Thanks to @GerdWagner for pointing to me obvious mistake that I've made (and was since fixed).
There are several issues with your hierarchy:
Trade inherits all parents. So it is at the same time Future, Spot, Traded, and Ordered. That makes little sense.
{disjoint} is applied to both hierarchies, but in your Trade you are inheriting all of them, so effectively Trade is violating isDisjoint property of the generalization set.
(9.7.3) if isDisjoint is true, then no instance of any of the specific
Classifiers may also be an instance of any other of the specific Classifiers.
Trade type is a powertype; subclassing it is like making the class Dog a subclass of Species (thanks @GerdWagner)

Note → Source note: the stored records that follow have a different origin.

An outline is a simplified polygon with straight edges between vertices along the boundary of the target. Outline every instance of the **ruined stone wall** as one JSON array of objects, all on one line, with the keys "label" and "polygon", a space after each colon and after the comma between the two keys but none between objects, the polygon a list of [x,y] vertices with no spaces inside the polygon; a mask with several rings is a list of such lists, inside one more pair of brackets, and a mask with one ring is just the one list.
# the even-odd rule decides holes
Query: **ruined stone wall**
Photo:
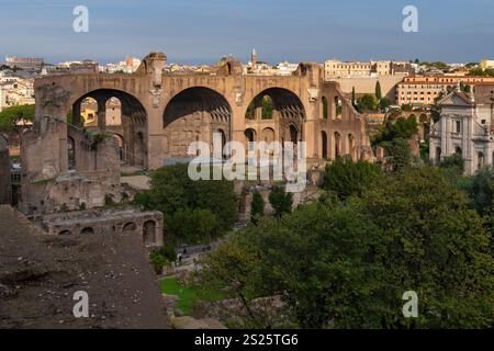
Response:
[{"label": "ruined stone wall", "polygon": [[[116,140],[101,139],[97,145],[81,132],[72,131],[70,137],[76,145],[76,170],[59,172],[56,161],[37,157],[49,154],[56,147],[57,133],[46,133],[33,139],[35,133],[25,136],[22,162],[22,201],[20,208],[27,214],[46,214],[103,206],[108,199],[119,202],[120,156]],[[56,150],[55,150],[56,154]],[[41,172],[31,172],[41,169]]]},{"label": "ruined stone wall", "polygon": [[0,134],[0,204],[12,201],[12,185],[10,180],[10,154],[7,139]]},{"label": "ruined stone wall", "polygon": [[135,231],[147,246],[164,245],[164,222],[160,212],[137,208],[88,210],[45,215],[38,225],[47,235],[93,235]]}]

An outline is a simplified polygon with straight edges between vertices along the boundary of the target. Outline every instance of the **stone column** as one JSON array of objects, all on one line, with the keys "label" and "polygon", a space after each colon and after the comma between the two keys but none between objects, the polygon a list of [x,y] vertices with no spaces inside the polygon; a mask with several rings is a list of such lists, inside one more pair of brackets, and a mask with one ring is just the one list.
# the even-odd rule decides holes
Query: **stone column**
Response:
[{"label": "stone column", "polygon": [[106,98],[97,98],[98,102],[98,127],[101,132],[106,131]]},{"label": "stone column", "polygon": [[80,127],[82,126],[81,118],[80,118],[80,105],[81,102],[77,102],[72,106],[72,125]]}]

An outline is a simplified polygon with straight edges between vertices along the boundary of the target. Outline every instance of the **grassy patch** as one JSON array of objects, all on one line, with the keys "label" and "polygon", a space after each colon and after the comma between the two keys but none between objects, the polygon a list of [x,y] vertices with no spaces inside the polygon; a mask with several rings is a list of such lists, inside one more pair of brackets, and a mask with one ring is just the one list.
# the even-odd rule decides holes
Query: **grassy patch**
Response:
[{"label": "grassy patch", "polygon": [[44,186],[44,185],[47,185],[48,183],[50,183],[52,181],[53,181],[53,179],[42,179],[42,180],[34,182],[33,184]]},{"label": "grassy patch", "polygon": [[135,177],[135,176],[149,176],[146,171],[135,171],[135,172],[121,172],[121,177]]},{"label": "grassy patch", "polygon": [[224,298],[220,292],[213,292],[201,286],[182,285],[175,278],[159,282],[161,292],[167,295],[179,297],[176,309],[180,309],[186,315],[191,315],[194,304],[199,302],[216,302]]}]

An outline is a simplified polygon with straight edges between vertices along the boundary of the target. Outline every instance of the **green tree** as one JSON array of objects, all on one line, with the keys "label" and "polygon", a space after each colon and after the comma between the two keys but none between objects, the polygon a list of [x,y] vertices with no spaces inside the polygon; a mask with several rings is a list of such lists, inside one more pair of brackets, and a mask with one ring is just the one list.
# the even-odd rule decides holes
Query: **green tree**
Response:
[{"label": "green tree", "polygon": [[261,100],[261,106],[262,106],[262,120],[271,120],[272,111],[274,109],[271,97],[265,95]]},{"label": "green tree", "polygon": [[351,105],[355,107],[357,103],[357,98],[356,98],[356,93],[355,93],[355,87],[351,87]]},{"label": "green tree", "polygon": [[346,200],[381,183],[383,173],[377,165],[339,158],[326,167],[323,188]]},{"label": "green tree", "polygon": [[390,101],[388,100],[388,98],[382,98],[381,100],[379,100],[379,109],[381,111],[386,110],[390,106]]},{"label": "green tree", "polygon": [[210,210],[179,210],[167,222],[167,228],[187,244],[209,244],[220,236],[216,215]]},{"label": "green tree", "polygon": [[388,156],[386,161],[393,171],[401,171],[412,165],[413,155],[408,139],[395,138],[382,145]]},{"label": "green tree", "polygon": [[357,109],[359,112],[374,112],[377,104],[375,97],[371,94],[364,94],[357,100]]},{"label": "green tree", "polygon": [[0,132],[13,132],[21,121],[34,122],[34,105],[10,106],[0,112]]},{"label": "green tree", "polygon": [[453,154],[447,156],[441,160],[441,168],[453,171],[456,174],[463,174],[464,172],[464,160],[460,154]]},{"label": "green tree", "polygon": [[396,121],[388,121],[386,124],[379,129],[373,138],[373,145],[381,145],[384,141],[392,141],[396,138],[409,139],[418,133],[417,120],[414,116],[408,118],[398,117]]},{"label": "green tree", "polygon": [[[413,169],[362,196],[313,203],[262,220],[226,240],[202,272],[252,302],[282,296],[301,328],[489,328],[493,271],[490,233],[464,193],[439,170]],[[404,318],[402,295],[419,296]]]},{"label": "green tree", "polygon": [[472,177],[469,194],[481,216],[494,215],[494,169],[483,168]]},{"label": "green tree", "polygon": [[[190,214],[199,217],[204,213],[193,213],[194,210],[207,210],[215,215],[218,223],[217,228],[205,237],[216,237],[233,228],[237,216],[237,197],[234,184],[226,180],[200,180],[192,181],[189,178],[188,165],[176,165],[162,167],[151,173],[150,189],[137,194],[134,201],[146,210],[160,211],[164,214],[165,230],[173,234],[170,229],[173,215],[182,211],[180,216]],[[173,230],[180,235],[188,233],[190,227],[183,224],[184,229]],[[201,231],[202,233],[202,231]],[[183,238],[184,239],[184,238]]]},{"label": "green tree", "polygon": [[250,219],[257,223],[260,217],[265,215],[265,199],[262,194],[256,190],[252,194],[252,203],[250,205]]},{"label": "green tree", "polygon": [[381,101],[382,99],[381,83],[379,82],[379,80],[375,83],[375,98],[378,99],[378,101]]},{"label": "green tree", "polygon": [[287,193],[284,186],[274,186],[269,194],[269,203],[274,210],[274,216],[281,218],[285,213],[292,212],[293,194]]}]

Stage of trade can (I assume) change during runtime. But you cannot swap parent classes. This would be ok if your Trade was immutable, and going from Ordered to Traded would create a new instance of Trade. Nevertheless it is more common to use association in such a case.
This can be resolved in several ways.
a) using enumerations
If the only property you care about is a basic "label" that Trade is future/spot/traded/..., then you can just use enumerations.

b) using associations and powertypes
But in many cases you actually have additional information associated with the types, such as when it was ordered, when it was traded, different prices, etc. In such case you can attach the information via associations, or by reversing the hierarchy.

Notice that the Trade hierarchy was completely reversed. Future Trade is now properly kind of a trade, rather than Trade being kind of Future Trade.
Of course depending on the situation you can combine all approaches.